Media Trackers found on Wednesday that Chalmers was a delegate to the Texas Democratic Party convention in June and served on the rules committee of the convention.
A further review of Chalmer’s social media activity has found her urging fellow Austin-area friends to attend a local Democratic Party event on June 17. That was before the political convention but still during the grand jury proceedings.
This event was scheduled on a different day than the event Chalmer’s attended on June 27 where she listened to state Sen. Kirk Watson (D) talk about Democratic gubernatorial candidate Wendy Davis. Chalmer’s took a picture of Watson speaking and uploaded it to her Facebook page. Watson appeared before the grand jury as a witness.

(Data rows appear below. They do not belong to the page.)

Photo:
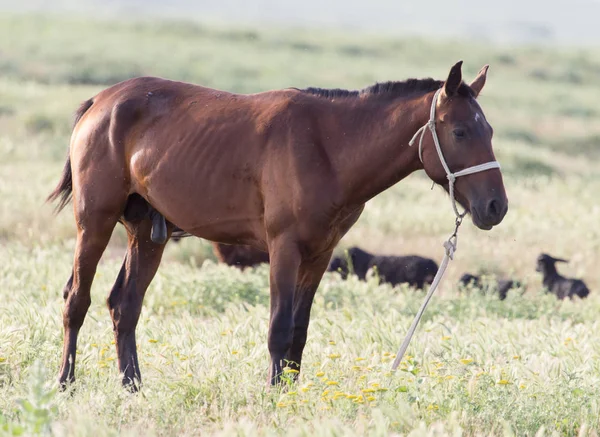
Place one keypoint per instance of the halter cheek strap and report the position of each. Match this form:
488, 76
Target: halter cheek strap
451, 176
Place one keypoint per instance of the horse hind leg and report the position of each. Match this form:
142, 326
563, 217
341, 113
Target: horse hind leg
138, 208
93, 234
125, 299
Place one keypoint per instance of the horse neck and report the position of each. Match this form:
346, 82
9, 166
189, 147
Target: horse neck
372, 151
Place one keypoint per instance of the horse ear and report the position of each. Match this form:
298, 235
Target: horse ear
479, 82
454, 79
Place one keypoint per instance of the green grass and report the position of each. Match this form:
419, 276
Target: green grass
478, 366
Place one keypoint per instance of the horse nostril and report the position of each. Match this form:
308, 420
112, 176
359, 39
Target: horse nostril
493, 208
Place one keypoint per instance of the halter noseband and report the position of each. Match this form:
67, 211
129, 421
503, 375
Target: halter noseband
451, 176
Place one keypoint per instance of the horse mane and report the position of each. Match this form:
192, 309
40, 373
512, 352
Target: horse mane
390, 89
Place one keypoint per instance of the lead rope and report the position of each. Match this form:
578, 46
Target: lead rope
451, 243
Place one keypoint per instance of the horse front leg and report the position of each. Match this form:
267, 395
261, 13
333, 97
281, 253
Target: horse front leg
309, 278
285, 263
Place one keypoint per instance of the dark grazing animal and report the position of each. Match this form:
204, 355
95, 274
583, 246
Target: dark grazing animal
240, 255
412, 269
501, 285
287, 171
556, 284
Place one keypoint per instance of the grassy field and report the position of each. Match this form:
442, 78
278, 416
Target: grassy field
527, 366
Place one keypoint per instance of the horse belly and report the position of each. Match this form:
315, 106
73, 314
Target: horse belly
210, 195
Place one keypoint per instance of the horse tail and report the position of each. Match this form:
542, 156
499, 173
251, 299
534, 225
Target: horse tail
64, 189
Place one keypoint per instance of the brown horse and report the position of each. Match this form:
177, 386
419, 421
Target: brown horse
286, 171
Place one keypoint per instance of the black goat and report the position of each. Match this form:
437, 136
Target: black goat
555, 283
502, 285
414, 270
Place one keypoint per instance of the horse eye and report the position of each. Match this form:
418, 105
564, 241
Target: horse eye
459, 133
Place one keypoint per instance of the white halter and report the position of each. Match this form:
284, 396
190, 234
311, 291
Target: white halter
450, 243
451, 176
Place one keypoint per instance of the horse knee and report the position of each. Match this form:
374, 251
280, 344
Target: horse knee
281, 336
68, 287
75, 310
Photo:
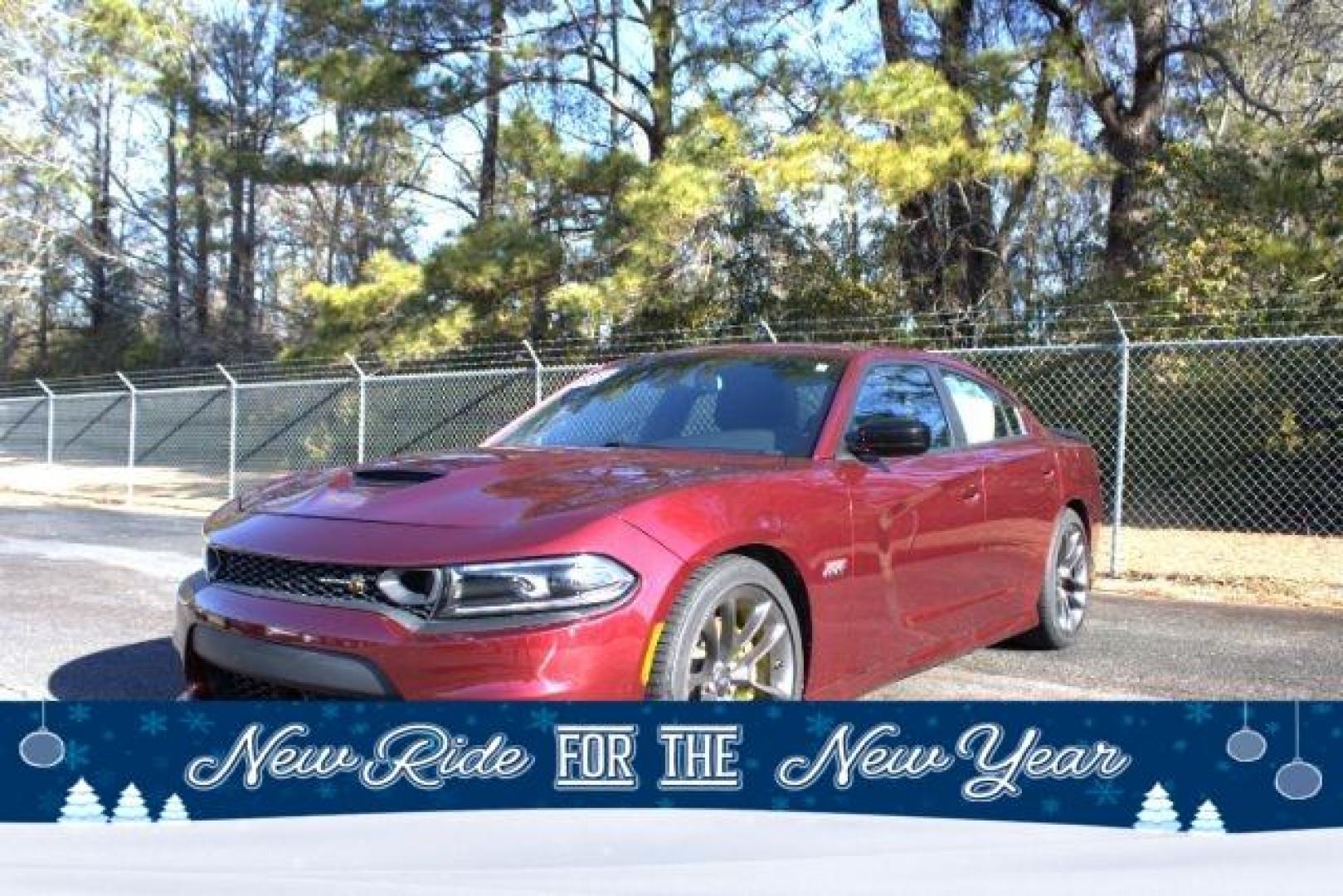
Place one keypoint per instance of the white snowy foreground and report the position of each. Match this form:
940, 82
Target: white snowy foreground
654, 852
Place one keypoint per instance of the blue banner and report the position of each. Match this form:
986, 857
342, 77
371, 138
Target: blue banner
1165, 766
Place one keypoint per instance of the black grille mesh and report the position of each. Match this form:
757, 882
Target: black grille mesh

According to Texas state law, grand jurors are not supposed to publicly talk about proceedings on the grand jury:
When the grand jury is completed, the court shall appoint one of the number foreman; and the following oath shall be administered by the court, or under its direction, to the jurors: “You solemnly swear that you will diligently inquire into, and true presentment make, of all such matters and things as shall be given you in charge; the State’s counsel, your fellows and your own, you shall keep secret, unless required to disclose the same in the course of a judicial proceeding in which the truth or falsity of evidence given in the grand jury room, in a criminal case, shall be under investigation. You shall present no person from envy, hatred or malice; neither shall you leave any person unpresented for love, fear, favor, affection or hope of reward; but you shall present things truly as they come to your knowledge, according to the best of your understanding, so help you God”.
Special Prosecutor Mike McCrum has been tight lipped since the indictment was returned, only commenting that he was able to secure an indictment on only two counts and not the four counts the original complaint laid out.
According to the Travis County Clerk’s office the members of the grand jury that indicted Perry were:
Democrats have alleged that Perry may have been involved in trying to stop a Public Integrity Unit investigation of the Cancer Prevention and Research Institute of Texas when he vetoed PIU state funding. However, a Travis County investigator made clear in an affidavit on Wednesday that Perry was never suspected of wrongdoing in that matter.